In the summer of 2022, we received a case with the task of identifying a scammer. The input was a Telegram account — more precisely, just the name “CJ” and an exported chat between the client and the offender. Thus, the initial data consisted only of the account ID and some initials: CJ.

The scam scheme was quite simple — selling advertising in the accounts of famous personalities (musicians, porn actresses, etc.). After luring the victim with several real placements from mid-level celebrities, the scammer received several large orders totaling over $1 million and, of course, disappeared.

Moreover, by the time the task was taken into work, the scammer had already set a username.

Thus, at the start we had the following:

1. Telegram ID
2. Username
3. Avatar (not a photo)

Thanks to this, we were able to identify the full personal information of the scoundrel within an evening, including his place of residence in the USA, phone number, social media accounts, and some other information.

The summary of the results provided to the client was brief but made him very happy:

How did we do it?

Without going into investigative details that only a knowledgeable person would understand, here’s a brief summary of how it was accomplished.

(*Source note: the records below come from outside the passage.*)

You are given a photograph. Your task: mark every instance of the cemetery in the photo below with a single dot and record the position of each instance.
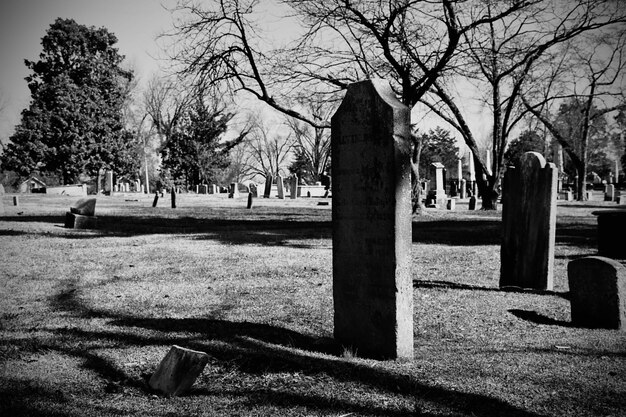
(319, 209)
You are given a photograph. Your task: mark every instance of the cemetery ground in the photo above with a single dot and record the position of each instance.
(87, 315)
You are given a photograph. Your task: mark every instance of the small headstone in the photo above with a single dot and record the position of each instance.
(529, 224)
(597, 292)
(78, 221)
(472, 203)
(85, 207)
(178, 370)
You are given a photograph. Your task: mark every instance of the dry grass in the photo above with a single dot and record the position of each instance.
(85, 316)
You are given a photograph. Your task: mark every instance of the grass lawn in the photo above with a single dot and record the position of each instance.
(86, 316)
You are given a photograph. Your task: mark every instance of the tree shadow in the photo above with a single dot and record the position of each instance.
(257, 349)
(459, 286)
(534, 317)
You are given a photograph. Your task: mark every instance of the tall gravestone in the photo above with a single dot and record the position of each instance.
(268, 186)
(280, 190)
(372, 283)
(529, 224)
(293, 188)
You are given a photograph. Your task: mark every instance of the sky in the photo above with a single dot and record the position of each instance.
(23, 23)
(136, 24)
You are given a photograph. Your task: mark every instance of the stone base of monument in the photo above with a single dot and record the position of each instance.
(178, 371)
(78, 221)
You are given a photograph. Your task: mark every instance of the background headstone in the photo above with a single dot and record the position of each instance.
(372, 282)
(529, 224)
(85, 207)
(293, 187)
(597, 292)
(178, 371)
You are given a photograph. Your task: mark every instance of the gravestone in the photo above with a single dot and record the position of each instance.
(85, 207)
(233, 191)
(371, 210)
(293, 187)
(280, 190)
(597, 292)
(108, 182)
(438, 192)
(82, 215)
(529, 224)
(178, 371)
(268, 186)
(609, 192)
(463, 188)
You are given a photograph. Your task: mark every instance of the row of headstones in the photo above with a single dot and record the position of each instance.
(597, 284)
(372, 282)
(126, 187)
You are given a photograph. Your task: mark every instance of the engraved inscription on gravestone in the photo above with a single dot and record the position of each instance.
(372, 283)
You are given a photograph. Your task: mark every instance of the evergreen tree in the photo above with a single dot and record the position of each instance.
(74, 123)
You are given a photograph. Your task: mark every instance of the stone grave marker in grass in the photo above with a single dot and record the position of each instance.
(82, 215)
(597, 292)
(178, 371)
(529, 224)
(372, 282)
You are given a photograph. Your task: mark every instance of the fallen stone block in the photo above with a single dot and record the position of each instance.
(178, 371)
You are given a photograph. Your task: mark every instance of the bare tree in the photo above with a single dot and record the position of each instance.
(271, 150)
(500, 58)
(594, 80)
(411, 43)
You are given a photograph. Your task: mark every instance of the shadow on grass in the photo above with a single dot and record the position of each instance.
(534, 317)
(259, 349)
(458, 286)
(283, 227)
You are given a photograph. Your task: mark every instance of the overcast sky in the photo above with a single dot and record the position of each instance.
(23, 23)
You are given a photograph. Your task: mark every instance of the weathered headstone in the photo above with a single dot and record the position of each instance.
(463, 188)
(280, 191)
(609, 192)
(178, 371)
(85, 207)
(437, 193)
(597, 292)
(611, 229)
(233, 191)
(294, 187)
(472, 203)
(372, 282)
(529, 224)
(268, 186)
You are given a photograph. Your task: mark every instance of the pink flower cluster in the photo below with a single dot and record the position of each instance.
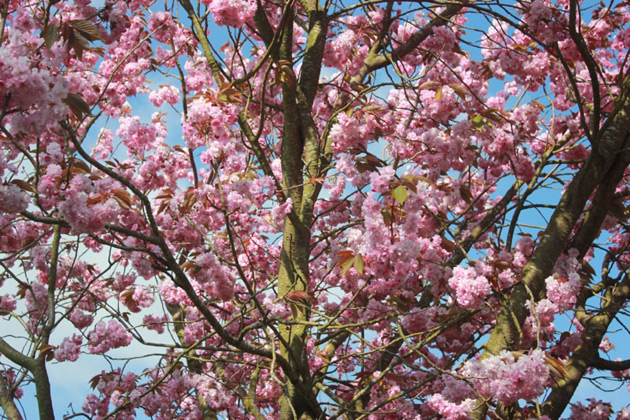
(470, 288)
(509, 377)
(231, 12)
(107, 336)
(69, 349)
(12, 199)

In many fraud-related cases, the key to identifying the perpetrator lies in their mistakes and a factor like laziness. It was thanks to the latter that this deanonymization case was successfully closed.

By analyzing the history of the Telegram user’s nickname changes, the specialist noticed that some time ago one of the usernames was an abbreviation of the first and last name plus the word “official”. In addition, the “name” field contained a name starting with that same initial and a likely surname letter. This was enough to learn almost everything about this person within a few hours.

Searching for accounts on popular US social networks (Twitter, FB, LinkedIn) provided additional leads that formed the basis of several working hypotheses regarding the scammer’s identity.

Each hypothesis was tested. During the investigation of one of the versions, a deleted account (thankfully there is Google cache) was found on a social network. It contained information that matched the fragmented data already gathered about the criminal’s identity.

For example, in this post from his “work account,” the individual shares information that allows us to estimate his age:

Eventually, continuing to work through the main version, we found a number of other accounts and fragmented information, gradually assembling the puzzle.

Imagine our surprise when, upon identifying his phone number, we saw that it was linked to the Telegram account that started our investigation.

This situation strongly suggests that the person did not plan the crime in advance, and most likely the intent arose spontaneously. This is rather an exception in the practice of fraud investigations.